Parliamo ad esempio di “Dickson Experimental Sound Film”, del 1894, diretto da William K.L. Dickson. Si tratta del primo cortometraggio con sonoro registrato dal vivo e girato per cinetofono.
Nel film vi sono due uomini che ballano un valzer, mentre lo stesso Dickson suona il violino.
Il ballare insieme non implica una relazione amorosa, ma vi è una forte suggestione omoerotica, chiara anche al pubblico. E, per l’epoca, non era un problema.
In realtà non è raro nelle pellicole del tempo vedere uomini o donne omosessuali.
Il primo bacio gay, invece, avviene nel film “Ali”, di William A. Wellman, il primo e l’unico film muto a vincere l’Oscar nel 1929.
Nei anni successivi lo stereotipo di “omosessuale” prenderà il sopravvento. Gli uomini omosessuali, in generale, vengono mostrati effeminati, con un garofano attaccato alla giacca, che è simbolo dello scrittore inglese omosessuale Oscar Wilde.
L’atteggiamento è associato al trucco e agli equivoci per generare la risata del pubblico. Lo si può vedere in “A Florida Enchantement”.
Nel 1929, l’anno della Grande Depressione, anche l’industria cinematografica viene danneggiata. Il modo migliore per gli Studios di attirare il pubblico è attraverso scene forti, esplicite, che istigano i gruppi cattolici.
Nel 1934 vengono poi imposte alcune linee guida che limitano la produzione cinematografica, specificando cosa sia moralmente accettabile e cosa invece no.
Vengono vietati i comportamenti devianti, il male o il peccato, e non si può mettere in ridicolo la Legge, naturale, divina o umana. Vengono proibiti i nudi e le parole ritenute offensive, le allusioni alle perversioni sessuali.

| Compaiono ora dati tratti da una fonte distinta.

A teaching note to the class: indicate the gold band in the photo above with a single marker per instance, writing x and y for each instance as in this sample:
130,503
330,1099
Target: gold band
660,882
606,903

L’omosessualità era considerata tra le perversioni, e tutte le tematiche queer sono quindi bandite dagli schermi.
L’unico modo per rappresentare l’omosessualità è attraverso personaggi gay cattivi, malviventi, assassini, come in “Nodo alla gola” di Hitchcock, 1948, poiché l’omosessualità era segno di una vita scellerata, ed era fondamentale mostrare ciò al pubblico, per espandere questa assurda convinzione.
Negli anni seguenti si ha una grande rivoluzione: la comunità LGBT+ di New York, stufa delle continue violenze e discriminazioni, insorge contro la polizia nel 1969. La gente scende in strada per i diritti civili, i media devono adeguarsi. “Festa per il compleanno del caro amico Harold” (1970), diretto da William Friedkin, è considerato il primo film a trattare il tema dell’omosessualità in modo rispettoso e senza tragicità.
Infine si ha un grande salto nel 2005. “I segreti di Brokeback Mountain” è la vera rivoluzione nella rappresentazione dell’amore omosessuale nel cinema: non vi sono personaggi effeminati, perversi, e anzi, i cawboy (protagonisti del film) sono simbolo di virilità, e perciò è più semplice immedesimarsi in loro.
Viene inoltre criticata la mentalità omofoba degli anni Sessanta.
Ancora un cambiamento è dato dal film “Chiamami col tuo nome” (2017), dove la relazione tra i due protagonisti è normalizzata dall’assenza di pregiudizio sia nella famiglia che nella comunità.
Storie come questa ci insegnano che le evoluzioni non sono battaglie inutili, e che bisogna sempre combattere per i propri diritti.